L'enfant s'enfouit sous la couette.
Dehors le vent hurle. Sa voix de colère ardente traverse,
transperce les branches et les toits. D'effroi, les dernières
feuilles et les tuiles faîtières s'envolent.
Dehors des cataractes de pluie dévalent les chemins
de la forêt et cascadent vers les prés trempés.
Dehors l'obscurité règne; un grand noir terrifiant
qui précipite les gens vers les abris, le cercle
étroit des lampes, le feu clair et pétillant.
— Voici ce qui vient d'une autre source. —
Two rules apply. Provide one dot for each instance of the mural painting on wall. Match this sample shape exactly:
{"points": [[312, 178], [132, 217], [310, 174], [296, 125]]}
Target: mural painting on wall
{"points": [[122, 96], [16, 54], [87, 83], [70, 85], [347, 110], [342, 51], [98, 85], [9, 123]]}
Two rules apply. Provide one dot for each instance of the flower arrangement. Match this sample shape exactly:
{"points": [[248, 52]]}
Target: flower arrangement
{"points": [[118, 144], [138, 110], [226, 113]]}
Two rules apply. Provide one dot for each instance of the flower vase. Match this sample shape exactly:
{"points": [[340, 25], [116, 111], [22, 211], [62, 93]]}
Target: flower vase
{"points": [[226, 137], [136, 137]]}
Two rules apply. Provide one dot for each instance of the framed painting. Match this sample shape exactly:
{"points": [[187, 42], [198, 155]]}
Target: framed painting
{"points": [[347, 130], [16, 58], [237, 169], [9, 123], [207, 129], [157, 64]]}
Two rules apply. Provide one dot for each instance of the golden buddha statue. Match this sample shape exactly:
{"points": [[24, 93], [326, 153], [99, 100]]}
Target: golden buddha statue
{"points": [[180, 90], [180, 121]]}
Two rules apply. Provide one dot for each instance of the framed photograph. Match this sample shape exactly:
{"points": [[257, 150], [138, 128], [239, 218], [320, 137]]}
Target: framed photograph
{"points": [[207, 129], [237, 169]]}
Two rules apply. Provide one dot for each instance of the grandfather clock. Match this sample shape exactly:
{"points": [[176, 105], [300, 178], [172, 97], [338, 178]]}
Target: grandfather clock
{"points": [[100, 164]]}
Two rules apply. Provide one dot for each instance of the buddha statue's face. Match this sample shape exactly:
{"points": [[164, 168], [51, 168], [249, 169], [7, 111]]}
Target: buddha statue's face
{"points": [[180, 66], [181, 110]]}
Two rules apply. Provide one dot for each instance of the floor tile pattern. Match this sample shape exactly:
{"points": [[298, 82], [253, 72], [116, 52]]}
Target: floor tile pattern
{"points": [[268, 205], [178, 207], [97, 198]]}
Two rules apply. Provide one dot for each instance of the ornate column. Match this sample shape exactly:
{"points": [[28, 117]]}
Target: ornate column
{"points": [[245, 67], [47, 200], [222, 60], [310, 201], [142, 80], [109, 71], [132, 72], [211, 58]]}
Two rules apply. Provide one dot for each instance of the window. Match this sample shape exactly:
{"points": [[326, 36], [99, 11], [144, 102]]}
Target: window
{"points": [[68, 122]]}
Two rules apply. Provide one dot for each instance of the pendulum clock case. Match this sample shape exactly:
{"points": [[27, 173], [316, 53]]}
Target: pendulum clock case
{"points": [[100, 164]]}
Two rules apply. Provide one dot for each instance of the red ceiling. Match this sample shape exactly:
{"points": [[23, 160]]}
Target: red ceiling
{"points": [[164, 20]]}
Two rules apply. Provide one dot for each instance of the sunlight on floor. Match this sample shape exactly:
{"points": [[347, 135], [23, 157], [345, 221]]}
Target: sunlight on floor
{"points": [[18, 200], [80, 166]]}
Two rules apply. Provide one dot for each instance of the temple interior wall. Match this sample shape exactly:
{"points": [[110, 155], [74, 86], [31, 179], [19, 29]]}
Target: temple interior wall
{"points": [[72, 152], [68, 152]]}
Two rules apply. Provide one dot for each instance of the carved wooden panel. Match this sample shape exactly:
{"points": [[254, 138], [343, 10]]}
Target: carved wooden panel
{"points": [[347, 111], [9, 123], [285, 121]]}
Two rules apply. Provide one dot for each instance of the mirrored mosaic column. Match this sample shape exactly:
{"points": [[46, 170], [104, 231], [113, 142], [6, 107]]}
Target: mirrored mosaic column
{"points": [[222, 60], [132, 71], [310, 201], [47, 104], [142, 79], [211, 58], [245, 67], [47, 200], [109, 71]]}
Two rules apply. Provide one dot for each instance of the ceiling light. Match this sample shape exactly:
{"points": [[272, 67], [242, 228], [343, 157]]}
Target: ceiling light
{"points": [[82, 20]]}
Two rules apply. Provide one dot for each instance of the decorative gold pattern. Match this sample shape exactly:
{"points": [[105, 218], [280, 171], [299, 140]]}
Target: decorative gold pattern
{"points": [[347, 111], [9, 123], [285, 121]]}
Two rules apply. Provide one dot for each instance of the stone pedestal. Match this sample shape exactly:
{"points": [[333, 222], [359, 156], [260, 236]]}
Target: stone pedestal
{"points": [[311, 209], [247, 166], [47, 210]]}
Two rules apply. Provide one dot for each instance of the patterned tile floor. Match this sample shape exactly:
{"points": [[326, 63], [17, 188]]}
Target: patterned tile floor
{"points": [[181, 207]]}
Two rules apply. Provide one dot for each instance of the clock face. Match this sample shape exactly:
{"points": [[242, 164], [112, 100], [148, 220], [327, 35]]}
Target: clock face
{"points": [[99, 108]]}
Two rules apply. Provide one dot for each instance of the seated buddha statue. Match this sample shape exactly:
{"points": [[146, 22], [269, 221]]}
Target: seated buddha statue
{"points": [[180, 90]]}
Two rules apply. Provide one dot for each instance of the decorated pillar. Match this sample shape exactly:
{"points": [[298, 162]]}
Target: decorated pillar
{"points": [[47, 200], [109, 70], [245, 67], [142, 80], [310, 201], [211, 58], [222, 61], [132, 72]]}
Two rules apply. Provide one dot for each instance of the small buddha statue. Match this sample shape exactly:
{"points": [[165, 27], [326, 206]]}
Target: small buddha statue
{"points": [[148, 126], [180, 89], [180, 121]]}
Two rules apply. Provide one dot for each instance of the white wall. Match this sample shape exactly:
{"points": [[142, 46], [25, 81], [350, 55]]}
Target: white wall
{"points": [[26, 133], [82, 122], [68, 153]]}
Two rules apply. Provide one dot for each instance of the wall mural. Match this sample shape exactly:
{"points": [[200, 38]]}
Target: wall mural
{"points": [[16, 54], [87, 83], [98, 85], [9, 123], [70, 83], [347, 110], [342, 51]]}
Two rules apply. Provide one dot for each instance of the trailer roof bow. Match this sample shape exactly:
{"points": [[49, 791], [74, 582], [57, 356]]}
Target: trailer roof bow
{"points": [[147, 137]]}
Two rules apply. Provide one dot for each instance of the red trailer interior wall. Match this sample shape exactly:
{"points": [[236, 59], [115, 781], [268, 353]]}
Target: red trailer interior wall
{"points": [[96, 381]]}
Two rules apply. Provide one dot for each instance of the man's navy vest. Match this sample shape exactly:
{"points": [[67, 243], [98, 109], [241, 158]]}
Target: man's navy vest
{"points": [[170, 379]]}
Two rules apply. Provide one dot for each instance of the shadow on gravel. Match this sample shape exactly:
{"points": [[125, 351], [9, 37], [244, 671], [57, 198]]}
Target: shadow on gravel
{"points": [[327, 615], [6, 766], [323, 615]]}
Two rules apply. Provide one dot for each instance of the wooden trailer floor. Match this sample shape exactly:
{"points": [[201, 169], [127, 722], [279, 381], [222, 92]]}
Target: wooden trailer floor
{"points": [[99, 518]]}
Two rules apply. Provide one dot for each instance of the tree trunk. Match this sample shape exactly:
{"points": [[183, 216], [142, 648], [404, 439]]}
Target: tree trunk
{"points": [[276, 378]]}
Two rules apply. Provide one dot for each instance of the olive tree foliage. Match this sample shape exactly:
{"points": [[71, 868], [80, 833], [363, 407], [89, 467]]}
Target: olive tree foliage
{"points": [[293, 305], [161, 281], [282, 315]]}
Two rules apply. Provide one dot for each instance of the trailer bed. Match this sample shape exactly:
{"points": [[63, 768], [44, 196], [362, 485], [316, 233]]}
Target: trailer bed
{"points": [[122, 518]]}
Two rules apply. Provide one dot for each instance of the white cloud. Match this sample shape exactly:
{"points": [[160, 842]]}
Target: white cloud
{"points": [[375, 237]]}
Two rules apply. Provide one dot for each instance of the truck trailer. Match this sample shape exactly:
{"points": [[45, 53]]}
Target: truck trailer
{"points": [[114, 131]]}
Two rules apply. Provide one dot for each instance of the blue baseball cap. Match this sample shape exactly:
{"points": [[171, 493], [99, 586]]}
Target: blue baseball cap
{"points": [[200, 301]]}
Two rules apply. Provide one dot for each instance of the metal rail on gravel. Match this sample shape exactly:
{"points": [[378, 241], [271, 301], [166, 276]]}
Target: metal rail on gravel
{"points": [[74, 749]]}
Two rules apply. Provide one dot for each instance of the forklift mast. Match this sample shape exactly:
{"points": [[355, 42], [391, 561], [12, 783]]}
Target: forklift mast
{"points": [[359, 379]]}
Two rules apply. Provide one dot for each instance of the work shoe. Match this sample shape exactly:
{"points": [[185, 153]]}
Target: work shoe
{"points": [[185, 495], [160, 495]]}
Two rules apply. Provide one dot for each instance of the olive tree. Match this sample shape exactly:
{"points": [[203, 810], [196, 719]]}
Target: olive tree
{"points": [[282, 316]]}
Dans la chambre nue, seule, la tapisserie affiche son fouillis
réconfortant. Sur le mur est, un artiste
fou a peint des rochers boisés entre lesquels se
devine une grotte d'un rouge vermillon qui appelle l'enfant
à la fugue. Quand la fièvre qui le cloue au
lit escalade les clochers, il s'engouffre dans la gueule
béante et s'y enfonce, s'y enfonce, s'y enfonce toujours
plus avant. Il doit ramper. Réussira-t-il à
rejoindre Garance, la femme immense dont les bras tendres
l'accueilleraient?
- Tu es là?
L'enfant tâtonne:
- Tu es là?
- Je suis toujours là, tu le sais.
La voix est ferme et rassurante. L'enfant se love dans les
plis duveteux de la chair et pose sa joue contre le ventre
brûlant et sonore pour écouter battre le tambour
du sang. Alors la douleur s'apaise, la frénésie
qui rongeait ses tempes s'alentit et s'unit au flux maternel.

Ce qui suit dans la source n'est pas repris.